All that online pre-purchase research activity is what
Google called the Zero Moment of Truth. And that is where affiliates add value.
1.) You’ve decided to go the agency route, becoming the VP of Performance Marketing at All Inclusive Marketing. What prompted your decision to do this now?
My career to this point has been exclusively focused on affiliate marketing. So while I have worked with search marketers, social media experts and email aficionados, I don’t have the depth of experience in those areas that I would like. All Inclusive Marketing has expertise in all those areas, so it was a great opportunity for me to help an awesome agency with great people and great clients…and continue my education in e-commerce marketing! It was certainly a tough decision, but Groupon is in wonderful hands now. I worked with an amazing team who I’m certain will ensure continued growth of the affiliate program.

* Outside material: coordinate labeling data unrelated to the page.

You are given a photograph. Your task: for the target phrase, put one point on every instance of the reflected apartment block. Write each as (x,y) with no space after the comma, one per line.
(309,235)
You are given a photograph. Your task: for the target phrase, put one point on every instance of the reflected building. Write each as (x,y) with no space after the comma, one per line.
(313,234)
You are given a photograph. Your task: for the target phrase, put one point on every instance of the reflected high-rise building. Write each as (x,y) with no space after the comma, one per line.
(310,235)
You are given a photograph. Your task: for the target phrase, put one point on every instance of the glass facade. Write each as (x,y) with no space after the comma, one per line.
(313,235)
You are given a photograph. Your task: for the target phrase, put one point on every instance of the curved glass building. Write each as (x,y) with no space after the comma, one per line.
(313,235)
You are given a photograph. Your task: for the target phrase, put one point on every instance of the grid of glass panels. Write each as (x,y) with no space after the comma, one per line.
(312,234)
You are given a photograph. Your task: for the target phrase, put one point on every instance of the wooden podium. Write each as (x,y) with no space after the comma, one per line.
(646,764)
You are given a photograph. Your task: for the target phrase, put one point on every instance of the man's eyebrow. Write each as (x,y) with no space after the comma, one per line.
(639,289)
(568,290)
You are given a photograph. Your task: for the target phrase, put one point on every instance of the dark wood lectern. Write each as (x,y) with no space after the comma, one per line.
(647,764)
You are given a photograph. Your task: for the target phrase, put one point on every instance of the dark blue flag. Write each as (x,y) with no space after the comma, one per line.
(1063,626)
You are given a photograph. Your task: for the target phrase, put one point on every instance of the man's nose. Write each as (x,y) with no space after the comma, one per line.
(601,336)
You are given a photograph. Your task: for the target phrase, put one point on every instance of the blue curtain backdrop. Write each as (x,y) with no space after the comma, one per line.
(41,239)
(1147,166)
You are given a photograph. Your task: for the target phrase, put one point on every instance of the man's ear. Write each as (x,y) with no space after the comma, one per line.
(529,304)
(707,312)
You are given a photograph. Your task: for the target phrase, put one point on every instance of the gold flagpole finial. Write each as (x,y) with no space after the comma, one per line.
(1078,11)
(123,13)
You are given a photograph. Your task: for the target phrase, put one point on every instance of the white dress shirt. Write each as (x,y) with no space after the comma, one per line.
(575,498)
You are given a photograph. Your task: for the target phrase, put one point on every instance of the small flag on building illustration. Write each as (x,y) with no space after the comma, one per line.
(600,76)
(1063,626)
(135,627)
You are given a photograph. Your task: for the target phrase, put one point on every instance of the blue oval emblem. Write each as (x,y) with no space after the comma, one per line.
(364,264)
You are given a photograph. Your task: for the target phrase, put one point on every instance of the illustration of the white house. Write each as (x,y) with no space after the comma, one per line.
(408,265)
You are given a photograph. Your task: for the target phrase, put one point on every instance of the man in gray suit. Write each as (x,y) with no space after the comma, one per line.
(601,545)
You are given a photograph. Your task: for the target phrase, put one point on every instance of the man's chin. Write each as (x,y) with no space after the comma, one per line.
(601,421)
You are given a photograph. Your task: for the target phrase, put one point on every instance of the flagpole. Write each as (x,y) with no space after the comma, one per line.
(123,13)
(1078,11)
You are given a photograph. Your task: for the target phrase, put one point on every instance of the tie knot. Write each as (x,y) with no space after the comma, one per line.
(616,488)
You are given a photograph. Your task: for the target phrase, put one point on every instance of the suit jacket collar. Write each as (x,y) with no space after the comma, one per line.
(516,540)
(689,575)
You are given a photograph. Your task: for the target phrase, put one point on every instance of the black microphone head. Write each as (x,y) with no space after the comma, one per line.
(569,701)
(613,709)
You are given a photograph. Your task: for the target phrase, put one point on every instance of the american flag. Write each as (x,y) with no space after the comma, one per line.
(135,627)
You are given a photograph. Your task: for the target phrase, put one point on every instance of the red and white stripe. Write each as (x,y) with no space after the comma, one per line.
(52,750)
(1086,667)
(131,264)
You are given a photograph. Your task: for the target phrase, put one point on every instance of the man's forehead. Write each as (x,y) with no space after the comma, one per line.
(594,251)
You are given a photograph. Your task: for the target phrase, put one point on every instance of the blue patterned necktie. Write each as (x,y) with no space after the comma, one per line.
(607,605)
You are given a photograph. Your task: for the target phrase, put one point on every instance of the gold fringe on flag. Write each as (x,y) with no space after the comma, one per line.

2.) The internet has changed incredibly and rapidly since your days at Shareasale. With social media essentially allowing every Facebook and Twitter consumer to be affiliates (whether they choose to be paid for it or not), what is the strongest modern selling point to either doing a superb job managing your program in house, or hiring an outside firm? In other words, has the value and scope of the affiliate channel changed over the years?
Rebecca Madigan of the Performance Marketing Association gave a keynote recently, in which she said affiliates help drive the “Zero Moment of Truth.” Originally, there was the First Moment of Truth, a concept coined by P&G to describe the first reaction a consumer has when encountering a product for the first time on a store shelf. However, with so many online channels, the number of First Moments is really diminishing, as more and more consumers are researching online prior to making a purchase. By the time the consumer reaches that store shelf, their purchase decision has already been made. All that online pre-purchase research activity is what Google called the Zero Moment of Truth. And that is where affiliates add value. Consumers may consider brand sites biased, so third-party feedback on products has greater weight than ever before. And who’s creating that third-party feedback? Affiliates! Affiliates are online, they’re in mobile, they’re everywhere a consumer is looking for information.
3.) Like me, you like numbers. When you are reviewing an affiliate program, what are the first couple of stats you deep dive into while looking for growth opportunity?
The first thing I look at is the number of active affiliates, defined by driving at least one click. I’ll look at this metric over the past week, over the past month, over the past year, to see just what kind of engagement the retailer has with its affiliates. It’s a very telling metric. I’ll also look at the makeup of active affiliates, the percent of coupon sites, content sites, etc. That will give me some insight into the maturity of a program. And yes, I of course look at sales, but initially, I don’t look at the overall number. I’ll look at the trend to see if I can better understand the seasonality of the business. I may have a lot of experience in affiliate marketing, but for each client, I like to really understand what their specific market is like. If I can, I also like looking at quarter-over-quarter data, to see which affiliates have grown, and which have receded. That gives us a lot of operational knowledge that we can mine for growth.